DIY is all about taking back control from The Man. The Man who makes everything we’ll ever need for us so that we can buy it from him (and usually pay for said stuff with money that we made working for him). It’s a closed system.
The Man knows what he’s doing.
This is why being a little bit crunchy puts you on the no-fly list. You’re learning self-reliance. Self-reliance is frowned upon by large corporations.
YOU: “What? DIY? I’ve never heard of this.”
YOU: “No seriously, I live in a cave in the desert with no WiFi.”
ME: “Well you could be hot-spotting off your cell recep-”
YOU: “No! No cell reception, no hotspot, no Internet.”
ME: “Then how are you reading this right now?”
YOU: (guilty face)
ME: “Exactly, you did know about DIY, but instead you are lazy and choosing HODI (Have Others Do It).”

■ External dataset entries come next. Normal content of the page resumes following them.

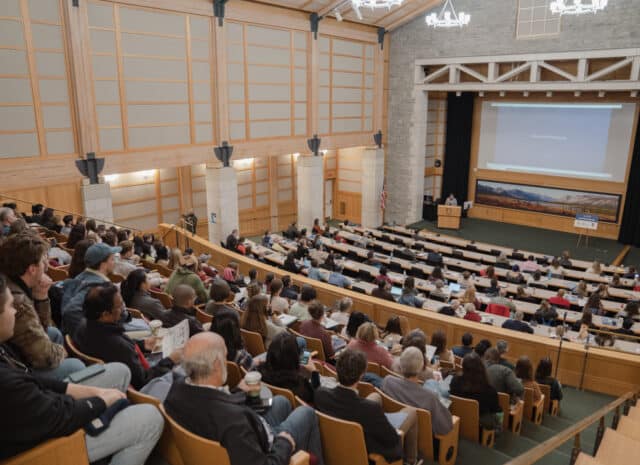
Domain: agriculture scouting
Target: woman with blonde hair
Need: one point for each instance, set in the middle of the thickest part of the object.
(366, 341)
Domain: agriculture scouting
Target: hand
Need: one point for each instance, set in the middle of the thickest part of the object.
(41, 289)
(176, 356)
(289, 438)
(150, 343)
(110, 396)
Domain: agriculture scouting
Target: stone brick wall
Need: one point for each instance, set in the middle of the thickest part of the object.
(492, 31)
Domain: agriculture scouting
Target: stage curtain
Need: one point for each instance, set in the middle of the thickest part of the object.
(457, 156)
(630, 227)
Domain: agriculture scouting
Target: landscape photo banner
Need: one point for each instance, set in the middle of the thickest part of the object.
(549, 200)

Don’t worry, that’s normal. Most people don’t make stuff. Making beds doesn’t count, nor does helping your kid with their crafting homework. And don’t say you ‘made’ a webpage because that’s digital, and signing up for a square space or bluehost doesn’t count for anything. MAYBE if you coded the website yourself from a blank text editor page, then YES, let’s say you MADE something. But that doesn’t make you crunchy.
That makes you a nerd.
No, you have to make something real, in the real world, yourself. Women commonly tackle such projects as knitting, baking, churning butter. Even preparing a home-cooked meal from scratch makes you stand out these days as a beacon of crunchiness.

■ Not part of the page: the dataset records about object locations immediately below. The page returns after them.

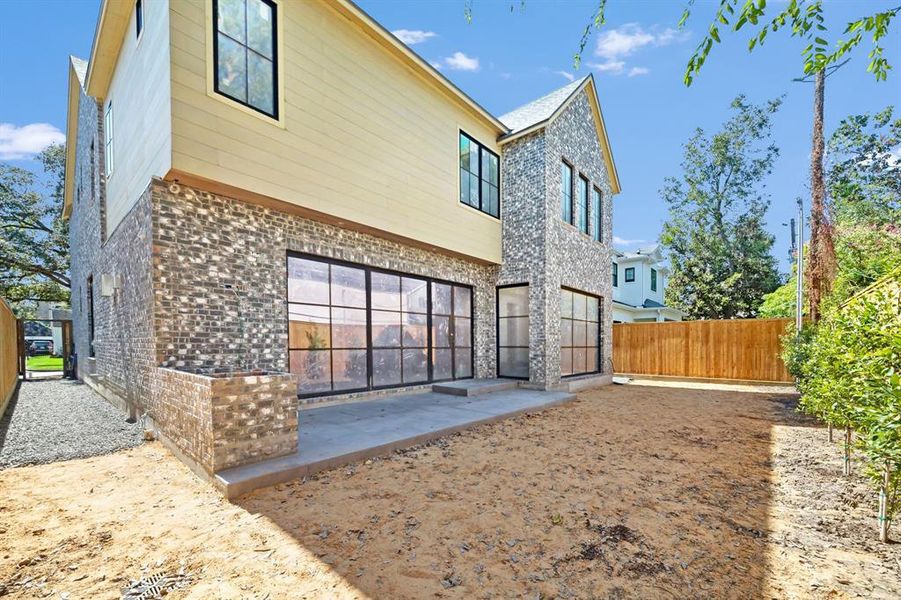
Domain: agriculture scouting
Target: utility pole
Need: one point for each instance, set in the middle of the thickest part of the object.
(799, 262)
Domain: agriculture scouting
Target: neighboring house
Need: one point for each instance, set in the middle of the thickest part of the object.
(263, 184)
(639, 279)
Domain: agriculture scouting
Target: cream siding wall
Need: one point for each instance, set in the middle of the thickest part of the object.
(363, 137)
(142, 131)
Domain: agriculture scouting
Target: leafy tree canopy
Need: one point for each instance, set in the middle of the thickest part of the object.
(34, 238)
(720, 253)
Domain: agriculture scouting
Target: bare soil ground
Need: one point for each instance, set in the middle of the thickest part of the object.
(627, 492)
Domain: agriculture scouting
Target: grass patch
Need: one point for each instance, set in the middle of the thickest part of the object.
(44, 363)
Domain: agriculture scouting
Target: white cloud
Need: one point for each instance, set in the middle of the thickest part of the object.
(28, 140)
(610, 66)
(626, 39)
(460, 62)
(413, 36)
(615, 45)
(624, 242)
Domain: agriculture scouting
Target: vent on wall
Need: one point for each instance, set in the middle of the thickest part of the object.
(109, 283)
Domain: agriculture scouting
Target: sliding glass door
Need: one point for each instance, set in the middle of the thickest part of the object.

And there are now so many Manly DIY options for husbands to try, like making your own wooden toys and furniture (don’t judge the skill-level, plunger handles are a cornerstone of civilized society) or even your own beer! Yes, now we get down to the subject at hand.

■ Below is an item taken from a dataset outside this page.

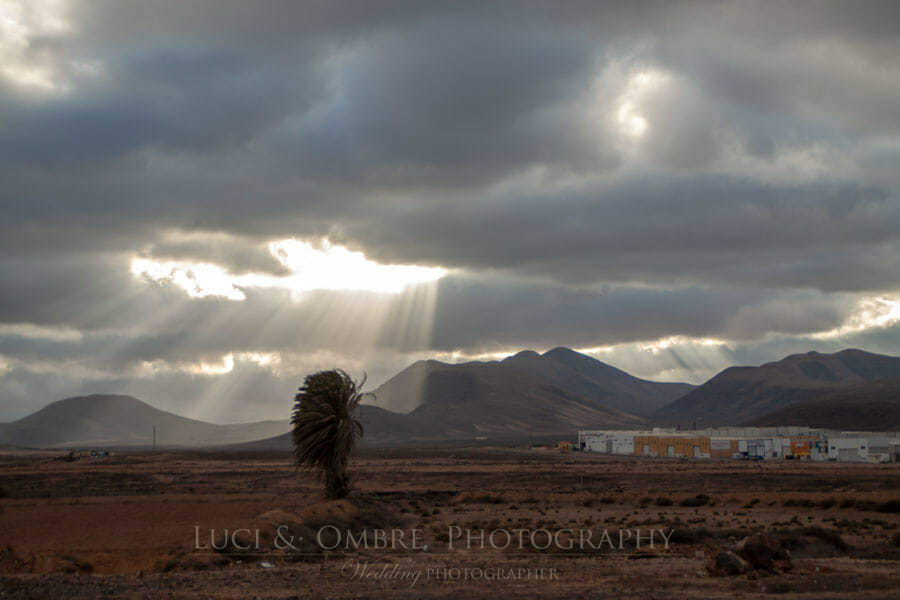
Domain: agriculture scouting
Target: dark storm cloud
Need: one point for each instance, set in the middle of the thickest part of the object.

Beer-making has really taken off. You can buy whole kits to do it at home, even pre-made mixes of ingredients that mimic your favorite microbrew (just to help you learn before you start making up your own genius creations).
On a visit back to Oregon, a friend of mine had me try an IPA he had brewed; it was really good. He then walked me through the entire process in his garage: five gallon buckets, rubber hoses, some kind of measuring thing, temperatures, time-tables, bottling, recipe cycles, cold storage, calendaring flavors…
Let’s just say that by the time I got through it all, I felt like I needed another beer. Which brings me to my personal conclusion:
Some stuff is just better off being made by other people.
Even if “other people” means “The Man.”